Professor Norman Thurston of the Utah Department of Health has decided to rebut my criticism of the Utah Health Exchange. His article is posted at Forbes.com: The Apothecary.
Prof. Thurston repeatedly charges that I mischaracterize the Utah Health Exchange (UHE) and present false information.
Whether one believes that the very small numbers of beneficiaries currently enrolled in the exchange is inadequate or a promising start is a matter of opinion. However, the actual numbers that I cite come from the Utah Health Exchange itself.
Two specific charges demand repudiation. First, Prof. Thurston states that my March blog entry "laments the fact that the Exchange had not produced an annual report, which is simply not true." When my colleague Avik Roy asked Prof. Thurston for the report that was available in March 2011, he was directed to self-styled "Annual Reports" from the Governor's Office of Economic Development".

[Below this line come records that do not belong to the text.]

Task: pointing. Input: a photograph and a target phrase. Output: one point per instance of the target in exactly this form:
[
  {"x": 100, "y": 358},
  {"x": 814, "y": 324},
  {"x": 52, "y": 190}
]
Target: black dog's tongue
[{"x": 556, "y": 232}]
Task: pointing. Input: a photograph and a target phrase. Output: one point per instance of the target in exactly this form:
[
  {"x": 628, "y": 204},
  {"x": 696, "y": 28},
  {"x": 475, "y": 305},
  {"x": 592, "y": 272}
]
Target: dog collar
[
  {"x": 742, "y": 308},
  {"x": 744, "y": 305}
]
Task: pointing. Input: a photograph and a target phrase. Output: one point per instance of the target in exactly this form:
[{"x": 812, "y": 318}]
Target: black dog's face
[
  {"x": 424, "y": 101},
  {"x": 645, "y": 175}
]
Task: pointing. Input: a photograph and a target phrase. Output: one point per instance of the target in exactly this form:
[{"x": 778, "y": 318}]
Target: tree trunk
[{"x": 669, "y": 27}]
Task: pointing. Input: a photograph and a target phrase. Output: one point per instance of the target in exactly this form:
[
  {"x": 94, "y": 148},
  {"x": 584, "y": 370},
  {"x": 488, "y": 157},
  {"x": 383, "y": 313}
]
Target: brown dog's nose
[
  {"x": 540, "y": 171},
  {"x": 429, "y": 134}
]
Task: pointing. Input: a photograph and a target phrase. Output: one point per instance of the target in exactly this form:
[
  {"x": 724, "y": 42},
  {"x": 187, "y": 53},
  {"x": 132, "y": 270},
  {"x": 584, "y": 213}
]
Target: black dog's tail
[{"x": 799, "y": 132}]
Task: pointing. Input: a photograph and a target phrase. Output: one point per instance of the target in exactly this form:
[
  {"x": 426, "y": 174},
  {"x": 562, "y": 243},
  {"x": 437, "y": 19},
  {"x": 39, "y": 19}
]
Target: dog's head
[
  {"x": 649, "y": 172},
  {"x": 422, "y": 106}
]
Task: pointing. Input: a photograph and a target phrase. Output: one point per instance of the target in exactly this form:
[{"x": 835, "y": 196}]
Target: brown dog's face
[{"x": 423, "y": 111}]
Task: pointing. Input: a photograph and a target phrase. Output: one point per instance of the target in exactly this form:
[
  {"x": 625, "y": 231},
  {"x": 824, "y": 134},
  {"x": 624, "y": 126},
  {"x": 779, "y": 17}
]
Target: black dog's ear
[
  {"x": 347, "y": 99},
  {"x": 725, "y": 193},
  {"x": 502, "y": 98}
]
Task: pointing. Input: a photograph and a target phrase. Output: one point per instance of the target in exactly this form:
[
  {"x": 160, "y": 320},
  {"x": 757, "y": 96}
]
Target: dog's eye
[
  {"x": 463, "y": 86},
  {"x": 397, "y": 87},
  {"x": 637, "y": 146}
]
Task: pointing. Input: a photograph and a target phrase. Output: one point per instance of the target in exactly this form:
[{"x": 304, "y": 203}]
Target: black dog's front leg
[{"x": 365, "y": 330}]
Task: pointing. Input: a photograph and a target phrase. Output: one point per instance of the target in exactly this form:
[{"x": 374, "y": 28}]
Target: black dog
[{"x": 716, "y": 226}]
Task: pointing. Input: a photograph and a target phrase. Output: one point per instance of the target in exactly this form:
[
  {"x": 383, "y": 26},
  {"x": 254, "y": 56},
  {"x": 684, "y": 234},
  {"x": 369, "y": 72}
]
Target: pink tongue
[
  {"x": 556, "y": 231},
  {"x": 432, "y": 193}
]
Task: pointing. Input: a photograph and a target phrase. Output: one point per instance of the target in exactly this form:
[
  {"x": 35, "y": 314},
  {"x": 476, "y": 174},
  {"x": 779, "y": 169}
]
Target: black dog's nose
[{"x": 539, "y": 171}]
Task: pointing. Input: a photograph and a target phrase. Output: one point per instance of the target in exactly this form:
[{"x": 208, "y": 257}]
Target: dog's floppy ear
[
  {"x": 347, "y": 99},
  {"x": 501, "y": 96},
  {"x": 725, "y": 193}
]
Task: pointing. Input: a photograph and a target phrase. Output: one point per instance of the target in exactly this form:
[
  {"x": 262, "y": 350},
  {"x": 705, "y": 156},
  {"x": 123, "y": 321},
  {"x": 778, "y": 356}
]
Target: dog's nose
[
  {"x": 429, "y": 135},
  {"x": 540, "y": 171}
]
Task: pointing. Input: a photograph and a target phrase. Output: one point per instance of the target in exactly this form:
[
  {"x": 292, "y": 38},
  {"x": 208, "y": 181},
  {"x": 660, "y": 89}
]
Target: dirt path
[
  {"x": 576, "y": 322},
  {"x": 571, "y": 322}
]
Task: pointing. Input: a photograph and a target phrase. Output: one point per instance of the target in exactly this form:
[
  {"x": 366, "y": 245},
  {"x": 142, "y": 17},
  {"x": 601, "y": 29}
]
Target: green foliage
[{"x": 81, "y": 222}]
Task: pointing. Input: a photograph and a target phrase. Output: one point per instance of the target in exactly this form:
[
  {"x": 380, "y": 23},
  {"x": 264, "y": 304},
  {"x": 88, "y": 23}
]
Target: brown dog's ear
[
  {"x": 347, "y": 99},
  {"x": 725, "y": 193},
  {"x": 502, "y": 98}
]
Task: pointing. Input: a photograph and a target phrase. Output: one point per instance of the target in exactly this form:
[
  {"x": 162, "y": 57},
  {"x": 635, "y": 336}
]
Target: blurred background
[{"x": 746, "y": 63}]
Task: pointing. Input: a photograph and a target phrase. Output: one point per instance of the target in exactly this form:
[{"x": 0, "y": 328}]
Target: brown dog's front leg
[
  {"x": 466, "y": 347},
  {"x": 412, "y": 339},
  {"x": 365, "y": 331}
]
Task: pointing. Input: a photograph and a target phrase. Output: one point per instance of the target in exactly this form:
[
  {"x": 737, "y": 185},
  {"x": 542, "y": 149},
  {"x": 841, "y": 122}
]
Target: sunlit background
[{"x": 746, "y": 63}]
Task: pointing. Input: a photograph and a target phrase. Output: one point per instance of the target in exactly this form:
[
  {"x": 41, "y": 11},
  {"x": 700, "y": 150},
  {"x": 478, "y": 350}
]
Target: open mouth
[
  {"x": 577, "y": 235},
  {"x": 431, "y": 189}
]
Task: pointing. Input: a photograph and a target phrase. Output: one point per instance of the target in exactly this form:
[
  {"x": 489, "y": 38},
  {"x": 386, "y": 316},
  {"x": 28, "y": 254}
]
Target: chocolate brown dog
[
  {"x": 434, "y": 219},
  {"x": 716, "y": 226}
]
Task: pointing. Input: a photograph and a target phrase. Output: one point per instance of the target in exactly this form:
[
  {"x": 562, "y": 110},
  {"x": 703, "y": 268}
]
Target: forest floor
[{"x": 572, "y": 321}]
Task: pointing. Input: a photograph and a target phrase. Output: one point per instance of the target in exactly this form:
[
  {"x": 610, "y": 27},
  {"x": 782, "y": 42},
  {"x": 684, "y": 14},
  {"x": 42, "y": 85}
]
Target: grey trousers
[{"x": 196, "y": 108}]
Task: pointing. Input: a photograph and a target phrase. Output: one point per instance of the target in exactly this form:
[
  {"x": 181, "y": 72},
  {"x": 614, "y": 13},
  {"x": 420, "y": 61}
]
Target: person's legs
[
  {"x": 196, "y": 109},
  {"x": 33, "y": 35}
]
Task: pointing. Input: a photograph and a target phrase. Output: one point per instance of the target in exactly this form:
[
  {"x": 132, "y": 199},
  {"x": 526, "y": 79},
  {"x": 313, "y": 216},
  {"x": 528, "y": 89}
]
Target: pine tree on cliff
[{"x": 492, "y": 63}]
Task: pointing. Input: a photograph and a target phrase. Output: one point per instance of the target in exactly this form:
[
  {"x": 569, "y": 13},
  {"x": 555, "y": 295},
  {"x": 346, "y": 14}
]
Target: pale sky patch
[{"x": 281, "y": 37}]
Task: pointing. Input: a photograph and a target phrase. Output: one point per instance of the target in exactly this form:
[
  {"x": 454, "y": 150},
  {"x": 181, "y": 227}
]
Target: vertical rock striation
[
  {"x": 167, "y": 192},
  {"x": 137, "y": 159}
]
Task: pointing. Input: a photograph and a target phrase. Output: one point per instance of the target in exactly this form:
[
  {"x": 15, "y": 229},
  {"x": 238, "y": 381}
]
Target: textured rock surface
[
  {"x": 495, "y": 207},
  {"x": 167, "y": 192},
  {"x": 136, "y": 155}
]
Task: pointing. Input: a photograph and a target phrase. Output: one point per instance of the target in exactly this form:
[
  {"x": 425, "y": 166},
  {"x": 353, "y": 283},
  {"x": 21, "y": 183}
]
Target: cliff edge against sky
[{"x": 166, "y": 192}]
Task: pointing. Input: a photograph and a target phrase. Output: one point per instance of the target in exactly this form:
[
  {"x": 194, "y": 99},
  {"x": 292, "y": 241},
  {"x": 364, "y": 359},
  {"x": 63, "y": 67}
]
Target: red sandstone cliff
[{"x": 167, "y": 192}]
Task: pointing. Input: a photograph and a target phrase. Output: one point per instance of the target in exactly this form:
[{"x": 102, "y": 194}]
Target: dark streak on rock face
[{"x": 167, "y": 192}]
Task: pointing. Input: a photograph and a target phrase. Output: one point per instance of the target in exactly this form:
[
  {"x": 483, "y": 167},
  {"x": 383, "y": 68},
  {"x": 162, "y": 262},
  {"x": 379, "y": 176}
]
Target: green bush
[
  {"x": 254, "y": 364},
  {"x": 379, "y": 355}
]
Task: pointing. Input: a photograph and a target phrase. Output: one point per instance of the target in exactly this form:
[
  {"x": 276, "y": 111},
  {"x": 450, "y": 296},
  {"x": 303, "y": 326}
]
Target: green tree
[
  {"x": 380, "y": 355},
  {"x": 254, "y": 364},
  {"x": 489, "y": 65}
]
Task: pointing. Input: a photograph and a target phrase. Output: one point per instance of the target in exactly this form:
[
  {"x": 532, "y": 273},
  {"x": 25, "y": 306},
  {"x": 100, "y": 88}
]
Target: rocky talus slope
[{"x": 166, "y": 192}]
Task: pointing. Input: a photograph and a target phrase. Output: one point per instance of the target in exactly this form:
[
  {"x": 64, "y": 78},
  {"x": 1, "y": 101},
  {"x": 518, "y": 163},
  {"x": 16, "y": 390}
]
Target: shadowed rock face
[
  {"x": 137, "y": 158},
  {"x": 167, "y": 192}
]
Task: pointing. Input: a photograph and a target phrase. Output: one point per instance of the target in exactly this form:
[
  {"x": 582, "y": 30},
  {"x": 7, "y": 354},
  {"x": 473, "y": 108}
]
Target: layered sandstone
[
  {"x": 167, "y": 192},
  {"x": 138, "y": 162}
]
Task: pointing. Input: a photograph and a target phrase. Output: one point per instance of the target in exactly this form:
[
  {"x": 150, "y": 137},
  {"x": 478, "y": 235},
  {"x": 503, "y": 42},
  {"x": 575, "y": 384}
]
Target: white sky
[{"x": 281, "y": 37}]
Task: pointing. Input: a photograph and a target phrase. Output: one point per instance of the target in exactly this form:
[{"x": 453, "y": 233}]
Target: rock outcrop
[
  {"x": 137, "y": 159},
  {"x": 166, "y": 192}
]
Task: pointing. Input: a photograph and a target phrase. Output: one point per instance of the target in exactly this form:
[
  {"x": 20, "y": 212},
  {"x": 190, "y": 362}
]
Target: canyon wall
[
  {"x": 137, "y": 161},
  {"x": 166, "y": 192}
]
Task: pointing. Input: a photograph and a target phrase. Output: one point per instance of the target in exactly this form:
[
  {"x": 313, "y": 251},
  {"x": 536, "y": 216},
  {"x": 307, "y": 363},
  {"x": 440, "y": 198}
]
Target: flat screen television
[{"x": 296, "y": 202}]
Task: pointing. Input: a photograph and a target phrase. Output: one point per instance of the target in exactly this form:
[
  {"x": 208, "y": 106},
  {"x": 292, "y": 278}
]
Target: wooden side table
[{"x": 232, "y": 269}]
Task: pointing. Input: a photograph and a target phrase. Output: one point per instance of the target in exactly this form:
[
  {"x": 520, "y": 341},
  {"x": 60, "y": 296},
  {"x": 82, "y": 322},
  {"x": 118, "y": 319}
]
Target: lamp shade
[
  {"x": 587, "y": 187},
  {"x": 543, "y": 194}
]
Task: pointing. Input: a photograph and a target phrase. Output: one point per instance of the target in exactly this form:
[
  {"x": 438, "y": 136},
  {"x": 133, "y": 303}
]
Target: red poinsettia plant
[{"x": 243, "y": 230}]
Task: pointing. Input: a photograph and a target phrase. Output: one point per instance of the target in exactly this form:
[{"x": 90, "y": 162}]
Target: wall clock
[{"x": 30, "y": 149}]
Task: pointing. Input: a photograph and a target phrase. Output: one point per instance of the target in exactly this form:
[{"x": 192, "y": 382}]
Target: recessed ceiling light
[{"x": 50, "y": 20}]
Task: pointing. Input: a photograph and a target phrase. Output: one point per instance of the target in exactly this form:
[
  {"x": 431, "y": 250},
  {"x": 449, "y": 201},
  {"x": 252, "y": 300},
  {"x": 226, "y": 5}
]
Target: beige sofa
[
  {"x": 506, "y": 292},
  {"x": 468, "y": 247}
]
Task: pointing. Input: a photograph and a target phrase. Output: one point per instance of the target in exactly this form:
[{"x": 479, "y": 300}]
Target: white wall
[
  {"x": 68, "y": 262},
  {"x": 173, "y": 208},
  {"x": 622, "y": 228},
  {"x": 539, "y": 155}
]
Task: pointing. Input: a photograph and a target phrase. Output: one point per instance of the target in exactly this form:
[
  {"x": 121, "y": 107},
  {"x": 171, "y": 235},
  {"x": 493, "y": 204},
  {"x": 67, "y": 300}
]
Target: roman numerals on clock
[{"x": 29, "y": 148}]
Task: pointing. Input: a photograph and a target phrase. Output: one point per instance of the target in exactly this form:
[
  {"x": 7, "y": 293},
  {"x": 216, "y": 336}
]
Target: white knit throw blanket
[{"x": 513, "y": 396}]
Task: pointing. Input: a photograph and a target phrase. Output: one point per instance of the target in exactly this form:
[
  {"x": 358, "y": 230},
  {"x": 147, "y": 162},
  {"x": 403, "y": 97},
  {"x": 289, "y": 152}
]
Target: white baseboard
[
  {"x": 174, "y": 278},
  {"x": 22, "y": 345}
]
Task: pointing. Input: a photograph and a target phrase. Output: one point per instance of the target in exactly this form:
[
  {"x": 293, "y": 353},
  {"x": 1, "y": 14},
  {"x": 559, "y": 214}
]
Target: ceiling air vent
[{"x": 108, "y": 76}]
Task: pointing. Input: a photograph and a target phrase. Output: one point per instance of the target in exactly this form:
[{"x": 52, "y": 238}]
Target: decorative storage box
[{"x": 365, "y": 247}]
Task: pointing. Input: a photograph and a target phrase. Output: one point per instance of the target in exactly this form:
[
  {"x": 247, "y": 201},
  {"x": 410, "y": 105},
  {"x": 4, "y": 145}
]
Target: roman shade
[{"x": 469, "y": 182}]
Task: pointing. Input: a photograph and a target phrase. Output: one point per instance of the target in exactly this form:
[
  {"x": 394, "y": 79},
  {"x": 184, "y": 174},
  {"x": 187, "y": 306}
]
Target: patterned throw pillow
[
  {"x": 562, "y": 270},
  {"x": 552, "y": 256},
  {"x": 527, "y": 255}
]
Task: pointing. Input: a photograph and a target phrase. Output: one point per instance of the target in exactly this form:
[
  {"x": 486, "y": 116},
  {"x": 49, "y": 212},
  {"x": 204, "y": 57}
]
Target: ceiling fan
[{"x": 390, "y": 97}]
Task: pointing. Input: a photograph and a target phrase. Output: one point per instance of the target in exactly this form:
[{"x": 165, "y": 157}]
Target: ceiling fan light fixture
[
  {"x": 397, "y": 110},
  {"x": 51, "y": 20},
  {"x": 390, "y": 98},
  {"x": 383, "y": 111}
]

These are very interesting documents, but they are promotional material for the state's business development. They are not legally binding "annual reports" that present audited financial statements, which was my clear meaning in the March blog post.
Prof. Thurston also asserts that "no one at the Utah Health Exchange has been contacted ..... to get an explanation or clear up any questions." I spoke with Don Garlitz by phone on October 21, 2010. Mr. Garlitz is a member of the UHE's board of advisors and was named the UHE's "broker of the month" for March 2011. I have also communicated by phone or e-mail or in person with Catherine Du Pont, Associate General Counsel of the Utah Legislature, who was a key player in crafting the legislation enabling the Utah Health Exchange; and Cheryl Smith, formerly of the governor's office and currently with Leavitt Partners. Leavitt Partners is a consulting firm that specializes in advising clients how to establish exchanges. All three have been very helpful.
Nevertheless, I do not report phone calls or private e-mails as "facts," but wait for offical data to emerge. When the Utah Health Exchange finally started producing its "dashboard" with enrollment data, it appeared to confirm my growing suspicion: The UHE was an interesting experiment, but it was not succeeding.
So, I amended my previously (slightly) optimistic outlook in response to new data - which I think is a research analyst's responsible reaction! Prof. Thurston launched his rebuttal by criticising my goal of preventing the implementation of the Affordable Care Act (PPACA), which has nothing to do with the UHE.
This is hardly an intra-conservative squabble. The defeat of Obamacare, through Congressional repeal and/or being overturned as unconstitutional by the Supreme Court, is a generally agreed goal of conservatives.
That is why the newly installed majority in the House of Representatives passed a "clean" repeal bill in January 2011. This is why the Attorney-Generals of many states, including Utah, are asking the federal judiciary to declare Obamacare unconstitutional. This is why states have passed the Health Care Freedom of Choice Act either as a statute or constitutional amendment.
Prof. Thurston can rest assured that conservatives who oppose Obamacare are hardly "doing nothing," as he asserts!
While these challenges are underway, state collaboration with Obamacare threatens their success, for reasons that I have previously described.
However, none of this has to do with the UHE. I believe that the statutes which establish the UHE prevent it from becoming a PPACA-certified Health Benefits Exchange. In other words, I believe that the governor cannot apply for the federal government's approval as an Obamacare exchange without amendments to the legislation creating the UHE.
Utah's most recent health-related statute, H.B. 128, signed by governor Herbert on May 30, 2011, creates an 11-member Health System Reform Task Force. One of the Task Force's duties duties is to recommend "whether the state should develop an American Health Benefit Exchange under the federal Affordable Care Act..."
This language rejects the theory that the UHE, as currently constituted, is a potential Obamacare exchange.
I will not predict whether the Utah legislature will make the mistake of creating an Obamacare Health Benefits Exchange. However, the Governor's Office of Economic Development, in the latest "Annual Report" to which Prof. Thurston has directed our attention, predicts that enrollment in the UHE "could easily exceed 40,000 covered lives in 2011" (p. 25).
Well, we shall see. There is a move afoot to move the state's public employees into the UHE, but that wouln't really count, would it? They would not be voluntary enrollees. We would need to see over 36,000 more private employees join in less than five months for the UHE to hit the governor's target.
Or, for its advocates to decide to continue to describe it as a "beta-test."